Python Learning Path (v) crawler (iv) Regular expression crawl to the famous network

Last Update:2018-03-28 Source: Internet

Author: User

Tags xml parser

Developer on Alibaba Coud: Build your first app with APIs, SDKs, and tutorials on the Alibaba Cloud. Read more ＞

Four main steps of a reptile

Clear goals (know where you're going to go or search the site)
Crawl (crawl all the content of the site)
Take (remove data that doesn't work for us)
Process data (stored and used in the way we want)

What is a regular expression

Regular expressions, also known as regular expressions, are often used to retrieve and replace text that conforms to a pattern (rule).

A regular expression is a logical formula for a string operation, which is a "rule string" that is used to express a filter logic for a string, using predefined specific characters and combinations of these specific characters.

Given a regular expression and another string, we can achieve the following purposes:

Whether the given string conforms to the filtering logic of the regular expression ("match");

With regular expressions, get the specific part ("filter") we want from the text string.

Regular expression matching rules

Python's RE module

In Python, we can use the built-in re module to use regular expressions.

It is important to note that regular expressions are escaped with special characters, so if we want to use the original string, we just need to add an R prefix, example:

R ' Chuanzhiboke\t\.\tpython '

Use regular crawl to the famous sayings of the net, only to get the first page of 10 data

 fromUrllib.requestImportUrlopenImportRedefspider_quotes (): URL="http://quotes.toscrape.com"Response=urlopen (URL) HTML= Response.read (). Decode ("Utf-8")    #Get 10 QuotesQuotes = Re.findall ('<span class= "text" itemprop= "text" > (. *) </span>', HTML) list_quotes= []     forQuoteinchQuotes:#strip from both sides of the search, as long as the discovery of a character within the scope of the current method, all removedList_quotes.append (Quote.strip (""""))    #get the author of 10 famous sayingsList_authors =[] Authors= Re.findall ('<small class= "author" itemprop= "Author" > (. *) </small>', HTML) forAuthorinchAuthors:list_authors.append (author)#get a label for these 10 famous sayingstags = Re.findall ('<div class= "Tags" > (. *?) </div>', Html,re. Regexflag.dotall) List_tags= []     forTaginchTags:temp_tags= Re.findall ('<a class= "tag" href= ". *" > (. *) </a>', tag) tags_t1= []         forTaginchtemp_tags:tags_t1.append (tag) list_tags.append (",". Join (TAGS_T1))#Summary of resultsResults = []     forIinchRange (len (list_quotes)): Results.append ("\ t". Join ([list_quotes[i],list_authors[i],list_tags[i])) forResultinchResults:Print(Result)#Tuning MethodSpider_quotes ()

BEAUTIFULSOUP4 Parser

BeautifulSoup used to parse HTML is simple, the API is very user-friendly, support CSS selectors, Python standard library of the HTML parser, but also support the lxml XML parser.
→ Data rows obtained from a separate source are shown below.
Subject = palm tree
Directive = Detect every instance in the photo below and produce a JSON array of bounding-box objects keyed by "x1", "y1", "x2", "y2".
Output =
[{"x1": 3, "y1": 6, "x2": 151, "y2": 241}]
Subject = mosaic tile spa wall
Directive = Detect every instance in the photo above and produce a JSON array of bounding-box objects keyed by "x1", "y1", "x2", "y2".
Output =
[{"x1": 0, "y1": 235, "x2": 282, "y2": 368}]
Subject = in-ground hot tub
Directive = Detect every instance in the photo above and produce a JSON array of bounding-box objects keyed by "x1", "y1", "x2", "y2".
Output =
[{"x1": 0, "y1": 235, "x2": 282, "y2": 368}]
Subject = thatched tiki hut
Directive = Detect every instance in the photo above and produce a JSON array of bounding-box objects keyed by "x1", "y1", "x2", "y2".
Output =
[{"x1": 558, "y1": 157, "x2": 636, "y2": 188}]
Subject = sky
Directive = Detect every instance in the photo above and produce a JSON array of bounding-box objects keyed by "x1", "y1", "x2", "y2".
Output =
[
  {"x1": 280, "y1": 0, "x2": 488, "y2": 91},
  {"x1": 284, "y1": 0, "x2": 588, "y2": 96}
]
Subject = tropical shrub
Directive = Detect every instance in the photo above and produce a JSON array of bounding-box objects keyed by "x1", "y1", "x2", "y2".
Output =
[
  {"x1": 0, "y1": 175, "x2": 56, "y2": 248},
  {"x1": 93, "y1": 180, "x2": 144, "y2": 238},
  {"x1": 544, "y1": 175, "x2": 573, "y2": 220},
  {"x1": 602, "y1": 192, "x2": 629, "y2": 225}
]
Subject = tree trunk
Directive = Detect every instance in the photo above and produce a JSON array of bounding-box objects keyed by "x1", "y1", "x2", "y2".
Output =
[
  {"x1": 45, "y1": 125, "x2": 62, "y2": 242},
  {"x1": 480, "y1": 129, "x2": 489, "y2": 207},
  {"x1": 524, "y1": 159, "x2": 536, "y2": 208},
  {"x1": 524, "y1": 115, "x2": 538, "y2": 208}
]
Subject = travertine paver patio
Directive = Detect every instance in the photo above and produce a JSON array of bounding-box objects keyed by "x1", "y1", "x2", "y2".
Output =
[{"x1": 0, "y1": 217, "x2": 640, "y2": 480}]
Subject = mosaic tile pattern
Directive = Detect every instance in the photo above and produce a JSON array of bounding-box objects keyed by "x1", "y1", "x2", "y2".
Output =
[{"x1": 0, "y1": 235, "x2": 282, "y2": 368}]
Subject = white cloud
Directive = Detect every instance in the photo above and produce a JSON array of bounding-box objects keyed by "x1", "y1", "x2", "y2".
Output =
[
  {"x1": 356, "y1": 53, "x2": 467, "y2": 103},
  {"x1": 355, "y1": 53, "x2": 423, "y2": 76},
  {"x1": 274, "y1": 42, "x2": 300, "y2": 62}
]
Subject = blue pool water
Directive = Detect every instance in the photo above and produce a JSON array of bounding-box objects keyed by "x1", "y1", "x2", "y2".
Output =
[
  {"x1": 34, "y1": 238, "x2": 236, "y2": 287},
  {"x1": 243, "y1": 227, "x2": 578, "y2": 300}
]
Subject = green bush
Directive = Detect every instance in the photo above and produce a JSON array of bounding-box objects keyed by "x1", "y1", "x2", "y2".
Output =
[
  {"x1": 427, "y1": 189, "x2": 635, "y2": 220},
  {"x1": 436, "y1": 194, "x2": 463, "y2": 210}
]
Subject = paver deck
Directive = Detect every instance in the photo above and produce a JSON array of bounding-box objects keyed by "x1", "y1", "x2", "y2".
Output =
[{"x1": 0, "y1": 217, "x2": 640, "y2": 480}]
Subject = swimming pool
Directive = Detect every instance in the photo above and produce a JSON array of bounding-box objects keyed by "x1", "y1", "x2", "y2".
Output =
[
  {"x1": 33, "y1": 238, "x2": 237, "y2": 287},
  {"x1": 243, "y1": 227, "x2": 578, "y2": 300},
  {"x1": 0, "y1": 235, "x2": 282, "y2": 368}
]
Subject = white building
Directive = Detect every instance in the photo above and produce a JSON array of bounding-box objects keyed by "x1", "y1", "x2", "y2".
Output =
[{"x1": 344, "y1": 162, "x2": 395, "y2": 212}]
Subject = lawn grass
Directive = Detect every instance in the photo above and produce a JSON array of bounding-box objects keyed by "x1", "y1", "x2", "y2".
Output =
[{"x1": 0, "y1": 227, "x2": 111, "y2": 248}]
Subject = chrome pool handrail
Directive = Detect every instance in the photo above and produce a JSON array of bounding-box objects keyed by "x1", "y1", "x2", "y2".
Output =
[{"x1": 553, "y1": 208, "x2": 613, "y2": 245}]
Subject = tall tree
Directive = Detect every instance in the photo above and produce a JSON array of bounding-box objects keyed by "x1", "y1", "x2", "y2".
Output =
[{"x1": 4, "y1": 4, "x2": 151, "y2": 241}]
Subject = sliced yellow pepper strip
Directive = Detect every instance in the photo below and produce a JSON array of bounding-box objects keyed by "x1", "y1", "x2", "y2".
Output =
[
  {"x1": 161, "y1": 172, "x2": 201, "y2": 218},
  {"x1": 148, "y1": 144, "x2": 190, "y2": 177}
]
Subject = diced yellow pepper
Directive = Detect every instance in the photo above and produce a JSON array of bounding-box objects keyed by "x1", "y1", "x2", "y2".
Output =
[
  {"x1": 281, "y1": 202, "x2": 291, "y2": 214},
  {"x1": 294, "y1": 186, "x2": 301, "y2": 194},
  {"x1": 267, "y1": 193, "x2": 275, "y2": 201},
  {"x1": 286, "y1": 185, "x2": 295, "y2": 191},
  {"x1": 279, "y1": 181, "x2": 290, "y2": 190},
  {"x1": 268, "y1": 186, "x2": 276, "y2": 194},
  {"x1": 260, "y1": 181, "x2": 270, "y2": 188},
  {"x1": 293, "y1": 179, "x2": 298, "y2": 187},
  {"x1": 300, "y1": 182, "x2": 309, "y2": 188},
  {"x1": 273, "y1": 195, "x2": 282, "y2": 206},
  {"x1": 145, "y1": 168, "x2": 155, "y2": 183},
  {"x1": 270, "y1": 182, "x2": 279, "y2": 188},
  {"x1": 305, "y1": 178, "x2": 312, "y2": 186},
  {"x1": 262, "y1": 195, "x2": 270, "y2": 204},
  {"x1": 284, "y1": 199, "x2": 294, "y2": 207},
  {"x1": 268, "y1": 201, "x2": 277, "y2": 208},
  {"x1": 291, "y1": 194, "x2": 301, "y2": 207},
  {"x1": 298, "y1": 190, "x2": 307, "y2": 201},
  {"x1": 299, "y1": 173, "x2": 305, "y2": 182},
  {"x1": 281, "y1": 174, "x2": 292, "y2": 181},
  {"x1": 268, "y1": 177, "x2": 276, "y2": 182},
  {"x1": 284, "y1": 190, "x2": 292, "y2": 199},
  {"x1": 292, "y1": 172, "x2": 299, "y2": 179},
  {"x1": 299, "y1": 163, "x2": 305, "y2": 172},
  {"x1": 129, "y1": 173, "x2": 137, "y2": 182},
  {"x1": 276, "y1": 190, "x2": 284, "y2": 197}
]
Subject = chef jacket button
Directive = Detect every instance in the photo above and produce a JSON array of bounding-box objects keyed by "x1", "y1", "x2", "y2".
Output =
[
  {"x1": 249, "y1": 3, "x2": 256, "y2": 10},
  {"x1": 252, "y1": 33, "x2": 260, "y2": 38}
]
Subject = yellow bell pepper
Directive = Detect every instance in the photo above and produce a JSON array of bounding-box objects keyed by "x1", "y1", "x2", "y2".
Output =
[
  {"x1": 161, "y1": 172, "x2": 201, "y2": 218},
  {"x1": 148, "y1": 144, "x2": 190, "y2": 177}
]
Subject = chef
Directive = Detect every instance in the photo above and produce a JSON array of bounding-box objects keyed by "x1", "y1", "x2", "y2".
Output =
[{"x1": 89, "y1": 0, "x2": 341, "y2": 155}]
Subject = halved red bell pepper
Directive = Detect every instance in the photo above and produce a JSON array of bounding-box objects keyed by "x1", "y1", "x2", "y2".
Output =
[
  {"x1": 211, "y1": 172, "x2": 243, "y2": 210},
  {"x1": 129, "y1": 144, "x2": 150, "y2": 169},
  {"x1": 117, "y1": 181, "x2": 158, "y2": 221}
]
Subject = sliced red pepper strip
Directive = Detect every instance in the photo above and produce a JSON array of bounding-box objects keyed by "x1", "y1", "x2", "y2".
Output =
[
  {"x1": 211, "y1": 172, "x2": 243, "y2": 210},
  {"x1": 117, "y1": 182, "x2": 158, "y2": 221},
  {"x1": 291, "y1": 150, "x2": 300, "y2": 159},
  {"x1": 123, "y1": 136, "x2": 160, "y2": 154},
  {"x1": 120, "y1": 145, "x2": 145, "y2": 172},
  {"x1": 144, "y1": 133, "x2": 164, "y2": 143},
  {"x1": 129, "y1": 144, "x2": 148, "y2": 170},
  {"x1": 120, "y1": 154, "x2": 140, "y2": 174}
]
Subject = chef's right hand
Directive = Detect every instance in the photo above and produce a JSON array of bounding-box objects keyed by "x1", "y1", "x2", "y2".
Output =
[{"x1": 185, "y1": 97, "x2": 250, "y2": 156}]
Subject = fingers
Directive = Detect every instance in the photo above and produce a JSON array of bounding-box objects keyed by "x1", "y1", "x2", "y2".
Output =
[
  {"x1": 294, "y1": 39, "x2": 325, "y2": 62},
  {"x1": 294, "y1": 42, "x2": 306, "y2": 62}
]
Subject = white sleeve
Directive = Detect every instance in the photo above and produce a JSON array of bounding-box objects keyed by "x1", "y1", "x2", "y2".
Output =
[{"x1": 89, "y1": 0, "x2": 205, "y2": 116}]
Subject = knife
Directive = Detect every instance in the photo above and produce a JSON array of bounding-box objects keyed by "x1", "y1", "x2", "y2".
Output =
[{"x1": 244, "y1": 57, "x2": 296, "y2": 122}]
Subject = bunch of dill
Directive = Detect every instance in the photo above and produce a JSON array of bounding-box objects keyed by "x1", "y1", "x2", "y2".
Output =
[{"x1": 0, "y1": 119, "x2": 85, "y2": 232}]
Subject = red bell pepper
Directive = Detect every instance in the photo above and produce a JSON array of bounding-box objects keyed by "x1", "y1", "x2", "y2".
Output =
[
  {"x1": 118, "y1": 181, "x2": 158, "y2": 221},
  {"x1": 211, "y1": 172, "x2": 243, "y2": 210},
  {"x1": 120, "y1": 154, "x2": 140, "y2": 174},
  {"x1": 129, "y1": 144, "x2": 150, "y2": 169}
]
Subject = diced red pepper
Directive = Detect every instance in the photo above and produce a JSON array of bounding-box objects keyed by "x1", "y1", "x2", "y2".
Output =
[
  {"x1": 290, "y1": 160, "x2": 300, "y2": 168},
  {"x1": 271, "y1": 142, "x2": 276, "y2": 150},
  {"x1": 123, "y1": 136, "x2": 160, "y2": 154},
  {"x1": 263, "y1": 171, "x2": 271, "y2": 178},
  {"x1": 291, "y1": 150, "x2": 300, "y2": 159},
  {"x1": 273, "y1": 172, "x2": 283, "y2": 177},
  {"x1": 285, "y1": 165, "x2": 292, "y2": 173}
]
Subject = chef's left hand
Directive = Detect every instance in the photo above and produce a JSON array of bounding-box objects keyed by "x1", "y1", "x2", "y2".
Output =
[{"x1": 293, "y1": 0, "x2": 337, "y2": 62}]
Official Document: http://beautifulsoup.readthedocs.io/zh_CN/v4.4.0

Use BeautifulSoup4 to get the famous website home data

 fromUrllib.requestImportUrlopen fromBs4ImportBeautifulsoupurl="http://quotes.toscrape.com"Response=urlopen (URL)#Initializes an instance of BS#The parser of the corresponding response object, the most commonly used parsing method, is the default Html.parserBS = BeautifulSoup (response,"Html.parser")#Get 10 Quotesspans = Bs.select ("Span.text") List_quotes= [] forSpaninchSpans:span_text=Span.text list_quotes.append (Span_text.strip (""""))#get the author of 10 famous sayingsAuthors = Bs.select ("Small") List_authors= [] forAuthorinchAuthors:author_text=author.text list_authors.append (author_text)#get a label for these 10 famous sayingsDIVs = Bs.select ("Div.tags") List_tags= [] forDivinchDivs:tag_text= Div.select ("A.tag") Tag_list= [Tag_a.text forTag_ainchTag_text] List_tags.append (",". Join (tag_list))#Summary of resultsResults = [] forIinchRange (len (list_quotes)): Results.append ("\ t". Join ([list_quotes[i],list_authors[i],list_tags[i])) forResultinchResults:Print(Result)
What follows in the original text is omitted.